Affiliation: Sam and Rose Stein Institute for Research on Aging, University of California, San Diego, La Jolla, CA 92093-0603, USA. vsoontor@ucsd.edu

ABSTRACT
Evidence suggests that increased glucocorticoid receptor (GR) signaling may contribute to cognitive decline with age. We hypothesized that alterations in GR signaling pathway molecules, FK506 binding protein (FKBP) 51 and FKBP52, were associated with memory impairment in aged mice. We used the single-trial object recognition test to measure short-term memory in 18 aged mice compared to 22 young mice, and employed quantitative immunohistochemistry to assess cellular expression of those three proteins in the frontal cortex, hippocampal CA1, and dentate gyrus. Values of the discrimination ratio (DR, a measure of novelty preference) in aged mice were significantly lower than those in young mice (mean 0.54 vs. 0.67, p = 0.003, t test). Aged mice with DR below 0.54 were considered impaired (n = 9). In the three neuroanatomic regions studied, the immunoreactivity normalized to the area measured (IRn) for GR was significantly increased in aged mice regardless of their task performance compared to young mice (p < 0.005), as was the FKBP52 IRn (p < 0.007, U test).
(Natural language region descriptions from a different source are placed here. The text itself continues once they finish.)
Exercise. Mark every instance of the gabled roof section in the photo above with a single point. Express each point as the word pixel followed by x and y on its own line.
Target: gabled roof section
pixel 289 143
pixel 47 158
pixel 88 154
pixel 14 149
In the frontal cortex and CA1, the FKBP51 IRn was significantly lower in impaired aged mice than in unimpaired aged mice (p < 0.01 and <0.05, respectively) and in young mice (p < 0.05 and <0.01, respectively, Dunn's post hoc test). In aged mice, the frontal cortex FKBP51 IRn correlated directly with DR (r (s) = 0.68, p = 0.002, Spearman rank correlation). These observations suggest that recognition memory impairment in aged mice is associated with decreased FKBP51 expression that may promote GR-mediated glucocorticoid signaling to a greater extent than in unimpaired aged mice.